"I haven't played the game fair with you two," he said, "and I want to say so now. Perhaps it would be truer to say that I played the wrong game. Twenty-five years have proved it was the wrong game. Now, without a penny, I can start just where I started twenty-five years ago. The only difference is that I am an old man instead of a young one. I'm going to take another homestead and start again, at the right game, if Mary will start with me."
She put her hand in his, and her eyes were bright again with the fire of youth. "You know there is only one answer, John," she whispered.
Harris called Travers over from the group of men.
"There's one thing more," he continued. "When I started I had only a wife to keep, and I don't intend to take any bigger responsibility now. Allan will be having a homestead of his own. Jim Travers, I am speaking to you! I owe you an apology for some things and an explanation for some things, but I'm going to square the debt with the only gift I have left."
The light breeze tossed the hair of Beulah's uncovered head, and the light of love and health glowed in her face and thrilled through the fine symmetry of her figure.
"Take her, Jim," he said.
"She is a godly gift," said the young man reverently.

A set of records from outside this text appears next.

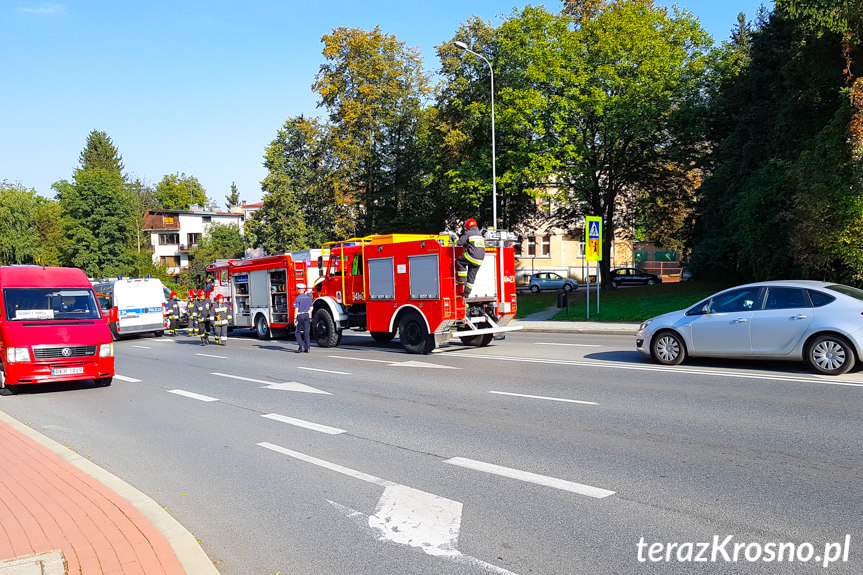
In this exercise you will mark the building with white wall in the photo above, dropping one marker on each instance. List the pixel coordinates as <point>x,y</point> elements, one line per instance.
<point>173,233</point>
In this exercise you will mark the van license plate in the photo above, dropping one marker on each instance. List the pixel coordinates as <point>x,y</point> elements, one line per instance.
<point>67,371</point>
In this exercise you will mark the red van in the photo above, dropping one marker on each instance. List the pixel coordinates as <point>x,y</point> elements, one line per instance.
<point>51,328</point>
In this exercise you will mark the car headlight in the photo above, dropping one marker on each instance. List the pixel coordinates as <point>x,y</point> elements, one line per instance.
<point>17,354</point>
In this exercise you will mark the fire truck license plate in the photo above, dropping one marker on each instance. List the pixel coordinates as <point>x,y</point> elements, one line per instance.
<point>67,371</point>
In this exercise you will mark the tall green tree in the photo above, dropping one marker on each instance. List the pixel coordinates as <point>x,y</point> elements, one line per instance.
<point>373,88</point>
<point>219,242</point>
<point>180,192</point>
<point>30,230</point>
<point>233,199</point>
<point>97,212</point>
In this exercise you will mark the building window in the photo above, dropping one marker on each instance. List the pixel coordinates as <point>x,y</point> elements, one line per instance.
<point>545,247</point>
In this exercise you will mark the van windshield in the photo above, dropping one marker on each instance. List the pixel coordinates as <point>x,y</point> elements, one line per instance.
<point>35,304</point>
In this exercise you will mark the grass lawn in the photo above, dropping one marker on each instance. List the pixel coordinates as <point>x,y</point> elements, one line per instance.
<point>636,303</point>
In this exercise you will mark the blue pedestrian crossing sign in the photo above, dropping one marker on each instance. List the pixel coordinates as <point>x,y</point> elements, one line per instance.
<point>593,239</point>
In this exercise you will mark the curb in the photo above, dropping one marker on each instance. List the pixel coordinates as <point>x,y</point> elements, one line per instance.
<point>190,554</point>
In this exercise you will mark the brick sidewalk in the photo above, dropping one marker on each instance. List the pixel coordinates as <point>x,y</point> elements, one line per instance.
<point>47,503</point>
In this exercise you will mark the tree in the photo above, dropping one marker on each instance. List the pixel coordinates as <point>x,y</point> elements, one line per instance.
<point>97,213</point>
<point>601,109</point>
<point>30,231</point>
<point>372,87</point>
<point>180,192</point>
<point>219,242</point>
<point>233,199</point>
<point>100,153</point>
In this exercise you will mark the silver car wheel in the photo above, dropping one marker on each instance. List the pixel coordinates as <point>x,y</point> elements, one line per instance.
<point>829,355</point>
<point>668,349</point>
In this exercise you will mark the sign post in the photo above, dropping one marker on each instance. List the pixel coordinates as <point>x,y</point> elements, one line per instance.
<point>593,253</point>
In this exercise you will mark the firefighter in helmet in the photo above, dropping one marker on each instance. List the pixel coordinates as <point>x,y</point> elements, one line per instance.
<point>221,318</point>
<point>471,258</point>
<point>172,307</point>
<point>192,313</point>
<point>205,316</point>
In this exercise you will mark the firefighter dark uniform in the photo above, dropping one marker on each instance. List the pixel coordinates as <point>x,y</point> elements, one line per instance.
<point>221,318</point>
<point>474,252</point>
<point>205,316</point>
<point>173,309</point>
<point>303,305</point>
<point>192,313</point>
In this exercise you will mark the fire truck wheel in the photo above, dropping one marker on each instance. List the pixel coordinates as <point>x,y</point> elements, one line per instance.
<point>262,330</point>
<point>324,328</point>
<point>413,334</point>
<point>383,336</point>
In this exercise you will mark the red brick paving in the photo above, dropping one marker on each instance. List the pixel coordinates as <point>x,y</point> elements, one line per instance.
<point>46,503</point>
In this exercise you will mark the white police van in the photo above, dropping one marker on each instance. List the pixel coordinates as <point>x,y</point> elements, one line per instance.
<point>140,304</point>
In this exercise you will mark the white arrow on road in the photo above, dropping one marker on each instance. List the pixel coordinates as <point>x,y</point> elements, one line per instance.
<point>282,386</point>
<point>295,386</point>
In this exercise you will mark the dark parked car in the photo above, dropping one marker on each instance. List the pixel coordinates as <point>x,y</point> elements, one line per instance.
<point>550,281</point>
<point>633,276</point>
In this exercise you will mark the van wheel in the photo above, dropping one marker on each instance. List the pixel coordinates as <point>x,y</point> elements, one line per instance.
<point>262,329</point>
<point>382,336</point>
<point>413,334</point>
<point>324,328</point>
<point>830,355</point>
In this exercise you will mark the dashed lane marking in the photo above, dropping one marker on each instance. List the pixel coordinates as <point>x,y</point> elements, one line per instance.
<point>305,424</point>
<point>544,397</point>
<point>191,395</point>
<point>529,477</point>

"You think so now," said her father. "You know nothing about it. In twenty-five years you will know just how great a gift she is—or she will not be worthy of her mother."
Harris and his wife were gazing with unseeing eyes into the mountains when Arthurs handed them a letter. "It came in the mail which the boys brought out this morning," he said, "and I forgot all about it until this minute."
It was from Bradshaw. Harris opened it indifferently, but the first few lines aroused his interest, and he read it eagerly to the end.